Per-key overrides are shallow-merged over the catalog runtime config. They must be JSON objects, and they only take effect when the guardrail is applied by mandatory, optional, default-on, or client-requested policy. For example, one key can restore pii-redact placeholders in responses while another leaves redacted placeholders in the final output:

{
  "guardrail_policy": {
    "mandatory_guardrails": ["pii-redact"],
    "optional_guardrails": [],
    "forbidden_guardrails": [],
    "guardrail_config_overrides": {
      "pii-redact": {
        "restore_output": false
      }
    }
  }
}

When guarded traffic may stream, ensure every selected response guardrail supports during_call; otherwise Gateway fails closed with guardrail_unavailable instead of buffering an unsupported stream.

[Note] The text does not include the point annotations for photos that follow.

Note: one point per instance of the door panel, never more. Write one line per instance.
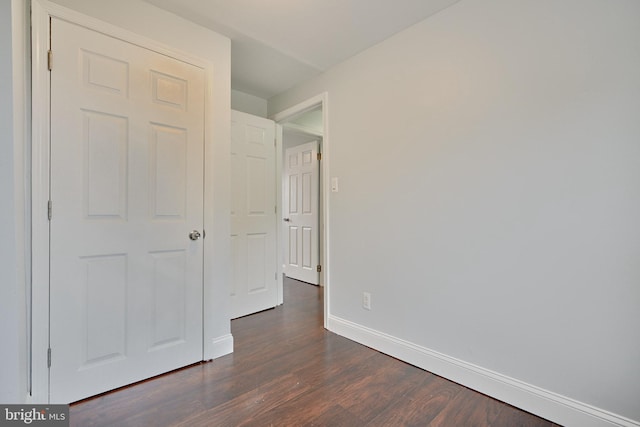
(127, 129)
(301, 226)
(253, 217)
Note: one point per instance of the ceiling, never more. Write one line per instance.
(277, 44)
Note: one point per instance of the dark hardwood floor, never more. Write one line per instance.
(287, 370)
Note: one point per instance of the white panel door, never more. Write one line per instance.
(127, 128)
(253, 214)
(301, 191)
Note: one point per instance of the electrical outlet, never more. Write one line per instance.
(366, 300)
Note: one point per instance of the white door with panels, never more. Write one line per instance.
(126, 279)
(253, 214)
(301, 194)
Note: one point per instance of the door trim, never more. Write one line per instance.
(41, 12)
(321, 100)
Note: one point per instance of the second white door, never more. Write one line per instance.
(301, 191)
(127, 128)
(253, 214)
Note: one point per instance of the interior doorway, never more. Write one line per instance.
(304, 123)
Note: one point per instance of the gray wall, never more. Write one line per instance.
(249, 104)
(489, 165)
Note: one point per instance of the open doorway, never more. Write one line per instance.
(303, 227)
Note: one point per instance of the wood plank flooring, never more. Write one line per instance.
(287, 370)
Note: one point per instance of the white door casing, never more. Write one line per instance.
(126, 283)
(253, 215)
(301, 195)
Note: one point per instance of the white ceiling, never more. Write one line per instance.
(279, 43)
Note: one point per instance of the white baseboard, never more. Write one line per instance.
(218, 347)
(543, 403)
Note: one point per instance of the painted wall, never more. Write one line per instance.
(142, 18)
(489, 166)
(248, 103)
(13, 233)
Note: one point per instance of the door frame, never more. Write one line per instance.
(320, 100)
(41, 12)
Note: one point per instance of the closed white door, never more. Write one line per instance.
(301, 191)
(126, 283)
(253, 214)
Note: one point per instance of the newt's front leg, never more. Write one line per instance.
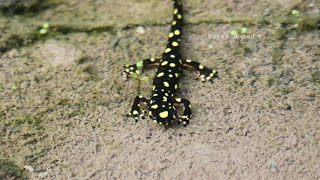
(186, 115)
(205, 73)
(135, 109)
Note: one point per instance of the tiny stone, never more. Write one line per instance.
(140, 30)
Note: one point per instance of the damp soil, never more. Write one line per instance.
(64, 101)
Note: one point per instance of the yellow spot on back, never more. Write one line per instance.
(174, 43)
(177, 32)
(163, 114)
(172, 65)
(160, 74)
(154, 106)
(175, 11)
(167, 50)
(164, 63)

Studio Import Connectivity

Gateway imports Studio services by calling the Studio backend endpoint GET /studio/gateway/services. The configured Studio base URL should therefore be the backend base URL. RELAYNA_STUDIO_BASE_URL and RELAYNA_STUDIO_TOKEN remain startup fallbacks; operators can override them in Admin portal Settings without restarting Gateway. Clearing the persisted base URL returns Gateway to the environment fallback.

Deployment shape Example value
Gateway and Studio on the same host http://127.0.0.1:8000
Gateway in Docker, Studio on host http://host.docker.internal:8000
Gateway and Studio in Kubernetes http://relayna-studio-backend:8000
Gateway to protected Studio over TLS https://studio.internal.example.com

Test Studio directly:

curl -sS "$RELAYNA_STUDIO_BASE_URL/studio/gateway/services"

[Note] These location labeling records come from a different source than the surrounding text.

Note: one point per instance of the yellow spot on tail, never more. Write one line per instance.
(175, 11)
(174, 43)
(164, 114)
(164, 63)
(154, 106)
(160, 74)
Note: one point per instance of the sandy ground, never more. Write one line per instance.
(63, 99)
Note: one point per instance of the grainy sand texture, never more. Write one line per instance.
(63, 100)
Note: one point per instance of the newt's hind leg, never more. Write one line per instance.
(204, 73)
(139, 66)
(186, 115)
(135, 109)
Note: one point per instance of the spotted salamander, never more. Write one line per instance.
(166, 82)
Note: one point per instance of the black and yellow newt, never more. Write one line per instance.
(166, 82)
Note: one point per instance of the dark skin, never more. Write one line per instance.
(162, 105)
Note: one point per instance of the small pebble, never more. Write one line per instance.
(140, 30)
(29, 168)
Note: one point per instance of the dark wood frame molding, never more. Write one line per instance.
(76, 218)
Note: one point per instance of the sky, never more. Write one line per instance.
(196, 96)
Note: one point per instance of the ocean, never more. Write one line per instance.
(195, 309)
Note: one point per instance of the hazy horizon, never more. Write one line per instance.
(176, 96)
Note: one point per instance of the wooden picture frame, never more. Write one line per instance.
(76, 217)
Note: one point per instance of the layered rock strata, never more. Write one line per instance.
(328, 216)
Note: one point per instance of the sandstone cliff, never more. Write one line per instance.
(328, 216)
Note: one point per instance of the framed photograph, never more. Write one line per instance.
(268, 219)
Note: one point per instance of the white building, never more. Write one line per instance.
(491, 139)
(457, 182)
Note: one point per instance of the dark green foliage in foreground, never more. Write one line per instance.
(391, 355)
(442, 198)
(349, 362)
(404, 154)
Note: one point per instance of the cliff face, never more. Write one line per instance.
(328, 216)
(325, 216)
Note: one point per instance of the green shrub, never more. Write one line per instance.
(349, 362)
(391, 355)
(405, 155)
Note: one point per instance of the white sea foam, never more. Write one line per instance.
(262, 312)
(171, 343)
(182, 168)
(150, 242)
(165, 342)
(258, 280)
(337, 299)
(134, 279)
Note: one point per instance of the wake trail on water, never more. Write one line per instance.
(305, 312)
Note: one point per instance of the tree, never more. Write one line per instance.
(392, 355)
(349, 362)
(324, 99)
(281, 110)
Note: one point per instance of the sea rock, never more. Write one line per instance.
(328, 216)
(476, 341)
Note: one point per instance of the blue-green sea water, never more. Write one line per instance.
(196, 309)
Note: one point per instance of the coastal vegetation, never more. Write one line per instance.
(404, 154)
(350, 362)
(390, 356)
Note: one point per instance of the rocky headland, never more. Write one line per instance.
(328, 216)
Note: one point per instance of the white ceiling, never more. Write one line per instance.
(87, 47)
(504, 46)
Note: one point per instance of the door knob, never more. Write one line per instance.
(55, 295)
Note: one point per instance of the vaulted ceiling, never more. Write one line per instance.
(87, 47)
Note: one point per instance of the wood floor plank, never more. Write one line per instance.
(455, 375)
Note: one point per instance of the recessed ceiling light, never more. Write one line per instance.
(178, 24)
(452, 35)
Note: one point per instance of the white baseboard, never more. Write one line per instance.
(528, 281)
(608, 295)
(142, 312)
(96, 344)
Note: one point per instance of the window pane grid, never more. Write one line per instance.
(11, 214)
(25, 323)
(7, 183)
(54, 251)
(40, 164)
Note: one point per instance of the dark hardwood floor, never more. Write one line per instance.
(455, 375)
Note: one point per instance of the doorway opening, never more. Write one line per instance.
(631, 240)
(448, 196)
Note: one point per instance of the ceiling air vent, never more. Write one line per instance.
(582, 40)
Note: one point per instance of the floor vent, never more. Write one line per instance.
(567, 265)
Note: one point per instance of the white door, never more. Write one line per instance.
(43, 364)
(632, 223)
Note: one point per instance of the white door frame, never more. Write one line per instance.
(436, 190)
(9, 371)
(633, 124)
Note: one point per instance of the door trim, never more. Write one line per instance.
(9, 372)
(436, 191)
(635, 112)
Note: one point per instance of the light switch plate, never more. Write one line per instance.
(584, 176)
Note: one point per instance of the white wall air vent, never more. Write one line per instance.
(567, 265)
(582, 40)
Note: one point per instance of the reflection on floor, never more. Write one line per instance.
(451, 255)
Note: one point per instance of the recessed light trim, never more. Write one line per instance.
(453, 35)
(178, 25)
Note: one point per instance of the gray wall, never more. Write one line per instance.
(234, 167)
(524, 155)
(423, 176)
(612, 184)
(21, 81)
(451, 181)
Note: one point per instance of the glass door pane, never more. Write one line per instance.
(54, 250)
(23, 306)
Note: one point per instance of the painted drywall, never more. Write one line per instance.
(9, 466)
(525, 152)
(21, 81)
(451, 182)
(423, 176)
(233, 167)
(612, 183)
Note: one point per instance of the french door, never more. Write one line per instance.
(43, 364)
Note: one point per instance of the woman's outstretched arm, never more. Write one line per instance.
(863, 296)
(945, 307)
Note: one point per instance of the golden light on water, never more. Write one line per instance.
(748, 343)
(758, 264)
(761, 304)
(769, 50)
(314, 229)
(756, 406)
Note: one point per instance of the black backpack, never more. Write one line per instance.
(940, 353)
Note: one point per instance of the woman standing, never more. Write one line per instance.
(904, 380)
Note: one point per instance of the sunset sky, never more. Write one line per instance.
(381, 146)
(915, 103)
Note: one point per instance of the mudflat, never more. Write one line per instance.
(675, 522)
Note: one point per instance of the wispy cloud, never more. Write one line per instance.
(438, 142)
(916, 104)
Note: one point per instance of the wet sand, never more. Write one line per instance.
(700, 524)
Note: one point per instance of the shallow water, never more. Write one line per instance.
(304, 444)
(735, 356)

Test through Gateway after startup:

curl -sS \
  -H "Authorization: Bearer $GATEWAY_OPERATOR_TOKEN" \
  -X POST \
  http://127.0.0.1:8081/admin/studio/connection/test

curl -sS \
  -H "Authorization: Bearer $GATEWAY_OPERATOR_TOKEN" \
  http://127.0.0.1:8081/admin/studio/services

If Gateway returns studio_unavailable, check that the backend URL is reachable from the Gateway process, that the path /studio/gateway/services exists, that the effective token matches Studio's expected token when authentication is enabled, and that Studio returns valid service names and route patterns.